Blitz Bureau
NEW DELHI: The Reserve Bank of India (RBI) has deferred the implementation of its revised capital market exposure framework by three months, changing the effective date to July 1, 2026, from the earlier April 1 deadline. The decision comes after feedback from banks, capital market intermediaries (CMIs), and industry bodies, which highlighted operational and interpretational challenges in implementing the new norms.
The central bank had initially issued the amendment directions on February 13, 2026, following public consultation. The RBI has also issued targeted clarifications across areas such as acquisition finance, loans against financial assets, and credit exposure to CMIs.
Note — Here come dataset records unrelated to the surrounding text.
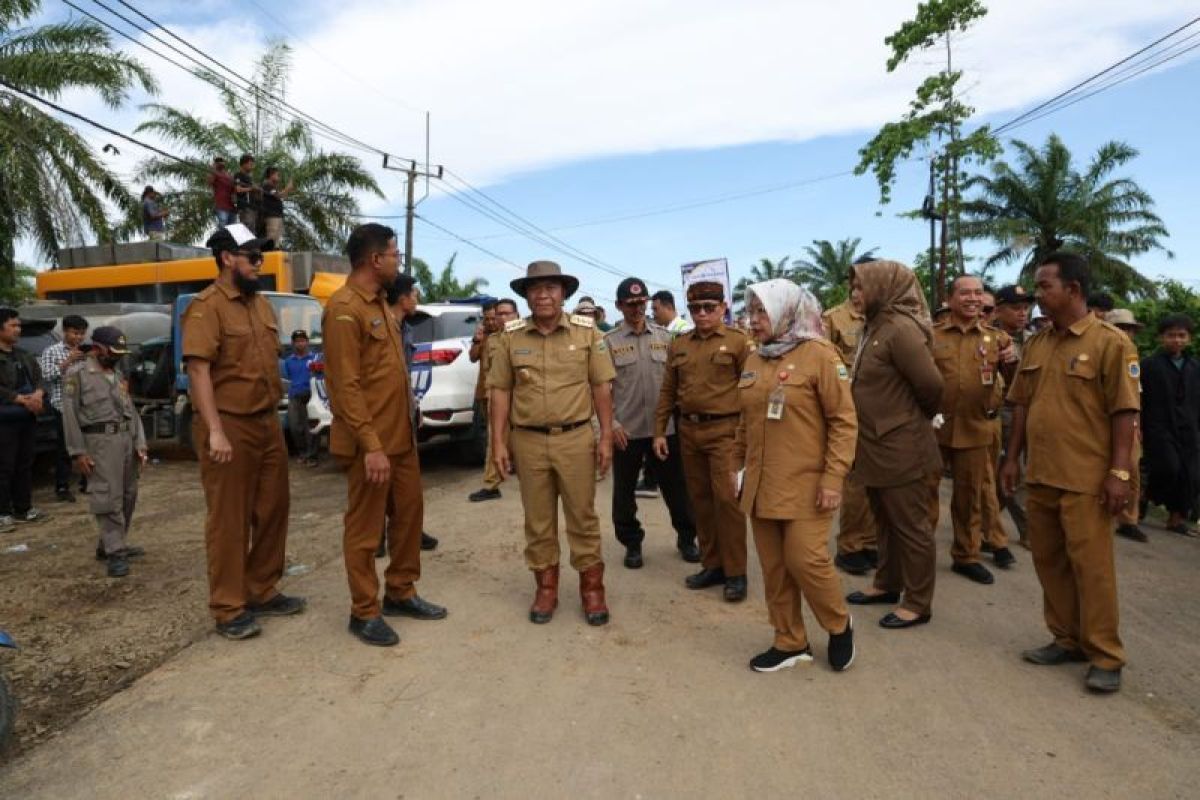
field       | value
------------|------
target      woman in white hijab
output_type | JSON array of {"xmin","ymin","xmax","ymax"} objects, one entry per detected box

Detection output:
[{"xmin": 733, "ymin": 278, "xmax": 858, "ymax": 672}]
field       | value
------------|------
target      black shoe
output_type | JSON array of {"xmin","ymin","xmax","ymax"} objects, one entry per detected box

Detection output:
[
  {"xmin": 349, "ymin": 616, "xmax": 400, "ymax": 648},
  {"xmin": 624, "ymin": 547, "xmax": 644, "ymax": 570},
  {"xmin": 1021, "ymin": 642, "xmax": 1087, "ymax": 667},
  {"xmin": 246, "ymin": 591, "xmax": 308, "ymax": 616},
  {"xmin": 950, "ymin": 564, "xmax": 996, "ymax": 585},
  {"xmin": 108, "ymin": 553, "xmax": 130, "ymax": 578},
  {"xmin": 676, "ymin": 542, "xmax": 700, "ymax": 564},
  {"xmin": 1084, "ymin": 667, "xmax": 1121, "ymax": 694},
  {"xmin": 828, "ymin": 616, "xmax": 854, "ymax": 672},
  {"xmin": 846, "ymin": 591, "xmax": 900, "ymax": 606},
  {"xmin": 880, "ymin": 613, "xmax": 934, "ymax": 630},
  {"xmin": 1117, "ymin": 525, "xmax": 1150, "ymax": 542},
  {"xmin": 725, "ymin": 575, "xmax": 746, "ymax": 603},
  {"xmin": 683, "ymin": 567, "xmax": 725, "ymax": 589},
  {"xmin": 833, "ymin": 551, "xmax": 871, "ymax": 575},
  {"xmin": 217, "ymin": 612, "xmax": 263, "ymax": 639},
  {"xmin": 383, "ymin": 595, "xmax": 449, "ymax": 619},
  {"xmin": 750, "ymin": 648, "xmax": 812, "ymax": 672}
]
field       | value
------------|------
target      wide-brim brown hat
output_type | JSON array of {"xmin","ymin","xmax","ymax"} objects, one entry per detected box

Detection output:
[{"xmin": 509, "ymin": 261, "xmax": 580, "ymax": 300}]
Under the revised framework, the scope of acquisition finance has been expanded to explicitly include mergers and amalgamations, removing ambiguity around their eligibility. However, such financing will be permitted only for acquiring control of a non-financial target company, indicating a focus on control-driven transactions rather than minority investments.
In cases where the target entity is a holding company, banks will need to ensure that the requirement of potential synergy is met across all subsidiaries and not just at the parent level. The new framework also allows companies to route acquisition finance through Indian or overseas subsidiaries.
At the same time, refinancing norms have been tightened. Banks can refinance acquisition loans only after the transaction is completed and control has been established, and such refinancing must be used solely to repay the original acquisition debt.